Sniper Elite continues to do the things it's known for well, and the new additions of invasions and alternative starting points will really allow people to spend more time playing the game than if it didn’t have those options. But I found this newest game in the continuing series lacking in… something. I honestly can’t put my finger on it either, as something about it just felt off. Sure we could all blame the pandemic, and how every game under the sun has had issues, but it’s been two and a half years, it’s not the scapegoat it was in 2020, This newest game just feels off in a way that just seems like it didn’t do enough new things in the right way. I think the story and characters need a major overhaul. Karl is really bland and boring as an Elite Sniper codenamed “The Shadow”. No flair, No Personality at all, just straight and by the books, which sure, is something you’d expect a military sniper to be, but this is a video game after all. It’s that flare that makes these games appealing. You can only get so much out of the same x-ray shot of shooting a nazi’s testicles.

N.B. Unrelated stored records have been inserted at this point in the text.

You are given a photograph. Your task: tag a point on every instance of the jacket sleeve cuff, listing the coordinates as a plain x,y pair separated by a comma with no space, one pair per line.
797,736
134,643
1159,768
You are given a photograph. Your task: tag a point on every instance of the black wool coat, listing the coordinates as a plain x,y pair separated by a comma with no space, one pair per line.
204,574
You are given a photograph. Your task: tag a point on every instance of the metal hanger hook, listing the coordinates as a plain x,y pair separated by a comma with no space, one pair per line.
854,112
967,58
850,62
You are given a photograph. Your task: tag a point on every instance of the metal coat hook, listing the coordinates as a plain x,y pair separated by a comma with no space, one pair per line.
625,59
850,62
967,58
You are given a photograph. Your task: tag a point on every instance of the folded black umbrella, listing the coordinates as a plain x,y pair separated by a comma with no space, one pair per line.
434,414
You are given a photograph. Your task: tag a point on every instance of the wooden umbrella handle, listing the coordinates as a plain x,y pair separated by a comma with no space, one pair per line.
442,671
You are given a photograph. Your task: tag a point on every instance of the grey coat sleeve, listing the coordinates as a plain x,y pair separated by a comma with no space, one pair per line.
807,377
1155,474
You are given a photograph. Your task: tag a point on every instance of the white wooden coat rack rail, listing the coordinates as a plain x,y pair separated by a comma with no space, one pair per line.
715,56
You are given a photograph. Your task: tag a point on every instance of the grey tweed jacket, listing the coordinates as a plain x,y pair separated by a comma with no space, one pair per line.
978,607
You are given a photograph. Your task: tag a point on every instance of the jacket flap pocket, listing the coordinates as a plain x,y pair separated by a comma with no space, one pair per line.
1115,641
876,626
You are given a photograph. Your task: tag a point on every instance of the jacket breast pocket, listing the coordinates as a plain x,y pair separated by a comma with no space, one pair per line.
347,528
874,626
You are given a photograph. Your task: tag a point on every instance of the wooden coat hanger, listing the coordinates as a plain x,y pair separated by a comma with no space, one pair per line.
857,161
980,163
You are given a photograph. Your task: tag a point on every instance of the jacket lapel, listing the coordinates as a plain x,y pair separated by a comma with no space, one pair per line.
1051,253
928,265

A revamp of the story, and or characters would do a world of good to the game. With my reviews, I’m finding myself wanting more and more to give a example at the end, to maybe show what a new game in a series could do to win me and more people over, so here is my idea for Sniper Elite 6:
The first mission finds Karl getting intel about Hitler’s new war machine super weapon. Karl goes off to thwart the plan and gets captured, and interrogated by Hitler and his goons. Karl isn’t heard from for a few weeks, and so a team of new sniper recruits are tasked with going behind enemy lines and finding him. Allowing each map to either be explored as a single person of the new task force, or lead a team (Rainbow Six 3 style) to learn more about Karl and what happened to him. With each level advancement, you get deeper undercover and start making your way up the Nazi ranks to learn more about Hitler’s secret weapon and also find Karl.

At the end, Karl has been brainwashed and turned into the Nazi’s permiere Sniper, and you and your team either have to capture him and try and help him, or take him out. The choice being up to you, and with metadata and metrics, if more people chose to kill him, that could influence the direction of Sniper Elite 7. This is just an idea I thought of just now as I typed it, and nothing more than that. A fun thought exercise to see if I could find a new way to make the series feel reinvigorated and breathe some new life into it. Sniper Elite 5 isn’t a bad game, it just doesn’t do enough to really keep my interest more than going through the same fun environments and see how far I could snipe people from, it’s enjoyable, and certainly worth playing on GamePass for free, but spending money on it is a lot harder recommendation than I’d feel like it should be.